O diabo é a comparação

O inferno são os outros, diz a memorável frase de Jean-Paul Sartre. E, partindo dessa premissa, penso ser a comparação o próprio diabo, pois dela nascem a cobiça e a inveja, verdadeiros tormentos da condição humana.

O outro sempre foi nossa medida fundamental, o critério maior para a auto-avaliação. Visitamos a existência alheia, então, pela incansável busca do auto-conhecimento. Ocorre que toda comparação está fadada ao fracasso porque, obviamente, uma pessoa nunca é igual a outra. Cada situação da vida é sempre única. Todavia, mesmo sabendo disso, insistimos em nos torturar comparando-nos uns aos outros. Eis o paradoxo: precisamos do outro para conhecer a nós mesmos, mas a sua simples presença seguidamente nos mete no abismo que é desejar ser o que não somos. Assim, ficamos num estado de suspensão dos sentidos, quase hipnótico, afastados da própria realidade, no universo das possilidades não realizadas ou frustradas.

Vivemos em função das ilusões e, uma das maiores é, sem dúvida, a de que se fôssemos como os outros, poderíamos ser mais felizes. Por isso, sempre estamos com o foco voltado para fora, na constante procura de paradigmas, modelos que nos possam ser fonte de inspiração. Mas insisto, nunca uma realidade é igual a outra. E creio que isso seja não apenas uma evidente fuga, mas também um mecanismo simplista de ver a vida, como se nos outros estivessem (no plano pessoal e material) a solução para nossas aflições mais íntimas. Se os outros parecem ser mais felizes, acreditamos realmente nisso e, num delírio mental, cobiçamos ou invejamos realidades alheias, as quais, quase sempre, não passam de apenas falsas imagens bem construídas. É um sofrimento, sobretudo inútil, porque ninguém tem as respostas que buscamos.

Direi o óbvio: se desejamos o auto-conhecimento, devemos buscar a auto-aceitação. Esse é sempre o primeiro passo (e o mais difícil), porque queremos tudo, menos olhar para dentro. Já notaram que raramente olhamos nossos próprios olhos diante do espelho? Seria por medo? Somos como aquela pessoa na beira do rio mexendo na água para evitar que ela reflita a própria imagem. Talvez o nosso olhar possa nos dar o conforto que, em vão, buscamos no outro e, quem sabe, até mesmo concluir que a resposta pode ser bem mais simples do que pensamos.

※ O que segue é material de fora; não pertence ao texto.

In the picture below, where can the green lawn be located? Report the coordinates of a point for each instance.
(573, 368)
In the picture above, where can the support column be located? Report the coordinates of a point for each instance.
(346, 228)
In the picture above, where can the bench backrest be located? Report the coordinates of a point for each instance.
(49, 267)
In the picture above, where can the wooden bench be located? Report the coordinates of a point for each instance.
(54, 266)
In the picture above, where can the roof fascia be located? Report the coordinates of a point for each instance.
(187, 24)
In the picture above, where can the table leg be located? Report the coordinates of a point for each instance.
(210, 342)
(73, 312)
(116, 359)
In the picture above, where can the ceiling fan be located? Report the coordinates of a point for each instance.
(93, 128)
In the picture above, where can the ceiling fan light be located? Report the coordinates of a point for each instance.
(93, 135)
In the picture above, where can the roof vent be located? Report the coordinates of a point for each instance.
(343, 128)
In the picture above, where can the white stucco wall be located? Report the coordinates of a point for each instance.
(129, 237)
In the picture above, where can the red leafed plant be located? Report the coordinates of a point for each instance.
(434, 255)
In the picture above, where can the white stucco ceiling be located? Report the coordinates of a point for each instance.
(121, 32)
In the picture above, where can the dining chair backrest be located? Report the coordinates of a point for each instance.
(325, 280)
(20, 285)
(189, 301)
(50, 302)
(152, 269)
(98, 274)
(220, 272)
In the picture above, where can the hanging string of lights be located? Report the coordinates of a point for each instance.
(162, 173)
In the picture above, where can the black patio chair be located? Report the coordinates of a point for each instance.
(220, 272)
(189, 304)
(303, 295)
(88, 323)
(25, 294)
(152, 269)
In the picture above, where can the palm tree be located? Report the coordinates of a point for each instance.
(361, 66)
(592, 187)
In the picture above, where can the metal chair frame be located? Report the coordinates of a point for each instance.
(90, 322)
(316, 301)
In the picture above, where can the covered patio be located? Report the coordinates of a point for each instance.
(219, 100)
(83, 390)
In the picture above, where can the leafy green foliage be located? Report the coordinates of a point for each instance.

Se continuarmos, contudo, presos às garras da comparação, corremos o risco de passarmos pela vida vagando de ilusão em ilusão, vivendo todas as vidas possíveis e imagináveis, menos, infelizmente, a própria. Em outras palavras, poderemos perder a oportunidade de desfrutar do melhor da existência humana que é justamente ter a consciência de que somos todos realmente únicos.